The letter is an informal staff opinion and is not binding on the Commission, but stands as guidance nonetheless.
When employers must conduct background checks on contingent workers:
It’s easy to conceive of situations in which a business would feel it’s necessary to conduct a background check on a contingent worker. And there are definitely employers required to do so by federal, state and local laws, as well as those in certain industries dealing with security, and others with vulnerable populations.
- The independent contractor must sign specific release forms in order for the background check to be conducted.
- If their services are not used based on the outcome of the background check, all of the provisions of notification under the FCRA would apply.
Making assumptions about independent contractors is dangerous:
The definition of an independent contractor is very prescribed federally and by the state, versus the definition of an employee. One part of that definition is that an independent contractor may hire another individual to perform the actual work.
When employers make an assumption that the independent contractor they hired is the person doing the work, they may open themselves up to charges of misclassification. Independent contractors, by definition, are not individual employees, but rather businesses, and should be treated as such.
A better option, when possible, is for the independent contractor to conduct their own background check on the individual who will be performing the work. By doing so, they have truly acted as a business and not as an employee, keeping the lines from blurring.
Lawsuits because of employee misclassification:
Lawsuits over employee misclassification are on the rise. This should give employers pause for concern before moving forward.
Google the term “worker misclassification” to see the financial consequences to businesses for crossing these lines.

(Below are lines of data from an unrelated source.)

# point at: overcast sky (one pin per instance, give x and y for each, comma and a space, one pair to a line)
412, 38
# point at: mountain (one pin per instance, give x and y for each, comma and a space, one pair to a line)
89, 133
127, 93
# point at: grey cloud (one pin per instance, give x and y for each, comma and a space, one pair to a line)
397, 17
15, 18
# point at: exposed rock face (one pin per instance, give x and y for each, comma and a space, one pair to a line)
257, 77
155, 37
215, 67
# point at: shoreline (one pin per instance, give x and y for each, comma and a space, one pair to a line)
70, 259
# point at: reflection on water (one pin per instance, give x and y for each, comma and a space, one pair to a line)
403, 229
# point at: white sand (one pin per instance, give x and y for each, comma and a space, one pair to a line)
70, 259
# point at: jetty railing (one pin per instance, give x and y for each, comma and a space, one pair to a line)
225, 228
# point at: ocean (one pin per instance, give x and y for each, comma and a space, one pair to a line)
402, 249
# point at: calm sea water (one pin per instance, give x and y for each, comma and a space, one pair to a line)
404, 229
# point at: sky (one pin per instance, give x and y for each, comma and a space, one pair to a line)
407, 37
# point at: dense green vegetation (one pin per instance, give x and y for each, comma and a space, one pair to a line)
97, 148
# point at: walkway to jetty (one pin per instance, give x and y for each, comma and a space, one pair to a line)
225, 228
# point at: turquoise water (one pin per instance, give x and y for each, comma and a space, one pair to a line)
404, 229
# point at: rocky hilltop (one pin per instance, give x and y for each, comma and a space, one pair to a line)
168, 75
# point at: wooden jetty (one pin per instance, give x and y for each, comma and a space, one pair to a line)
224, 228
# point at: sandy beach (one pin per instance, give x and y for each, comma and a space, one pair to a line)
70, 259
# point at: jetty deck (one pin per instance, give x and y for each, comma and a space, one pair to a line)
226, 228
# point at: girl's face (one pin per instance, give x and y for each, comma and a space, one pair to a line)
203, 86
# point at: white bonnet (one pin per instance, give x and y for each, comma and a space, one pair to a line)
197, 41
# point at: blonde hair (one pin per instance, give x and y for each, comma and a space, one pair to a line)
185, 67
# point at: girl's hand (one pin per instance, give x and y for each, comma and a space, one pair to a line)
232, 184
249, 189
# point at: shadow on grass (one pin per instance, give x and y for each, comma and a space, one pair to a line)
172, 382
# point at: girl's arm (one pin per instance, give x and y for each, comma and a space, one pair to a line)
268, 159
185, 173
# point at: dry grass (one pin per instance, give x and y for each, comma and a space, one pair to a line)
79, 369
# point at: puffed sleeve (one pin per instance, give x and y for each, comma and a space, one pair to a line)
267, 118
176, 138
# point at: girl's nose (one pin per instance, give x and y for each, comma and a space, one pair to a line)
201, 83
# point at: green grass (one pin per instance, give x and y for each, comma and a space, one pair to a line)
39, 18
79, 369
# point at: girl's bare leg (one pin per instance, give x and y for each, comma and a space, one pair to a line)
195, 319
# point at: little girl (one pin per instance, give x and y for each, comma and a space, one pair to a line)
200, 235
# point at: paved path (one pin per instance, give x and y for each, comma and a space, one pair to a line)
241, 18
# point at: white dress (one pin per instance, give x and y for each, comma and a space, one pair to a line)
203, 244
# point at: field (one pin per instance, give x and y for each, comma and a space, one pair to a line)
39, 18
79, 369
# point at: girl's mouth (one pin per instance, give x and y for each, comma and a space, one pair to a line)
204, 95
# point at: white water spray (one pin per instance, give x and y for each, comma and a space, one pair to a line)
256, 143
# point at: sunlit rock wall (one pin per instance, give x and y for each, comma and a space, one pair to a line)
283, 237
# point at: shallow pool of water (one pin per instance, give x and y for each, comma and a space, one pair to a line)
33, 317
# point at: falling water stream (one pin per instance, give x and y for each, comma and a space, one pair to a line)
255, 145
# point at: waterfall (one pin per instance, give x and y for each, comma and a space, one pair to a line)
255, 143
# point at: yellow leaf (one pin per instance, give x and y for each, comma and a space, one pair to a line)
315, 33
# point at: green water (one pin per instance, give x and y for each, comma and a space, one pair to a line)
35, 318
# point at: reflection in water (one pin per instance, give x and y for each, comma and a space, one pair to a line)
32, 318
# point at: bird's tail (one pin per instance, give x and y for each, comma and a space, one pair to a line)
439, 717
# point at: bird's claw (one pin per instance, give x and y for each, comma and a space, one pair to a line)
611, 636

Just last month, Lyft paid $12.25 million to settle a California worker misclassification lawsuit.
This is one of those areas where government regulations are murky, laws aren’t keeping up with changing trends, agencies contradict each other, and lawsuits abound.
Meeting your business’s legal obligations, avoiding lawsuits, while hiring the best service providers to meet your needs can be a challenging adventure in this ever changing and confusing world of the gig economy.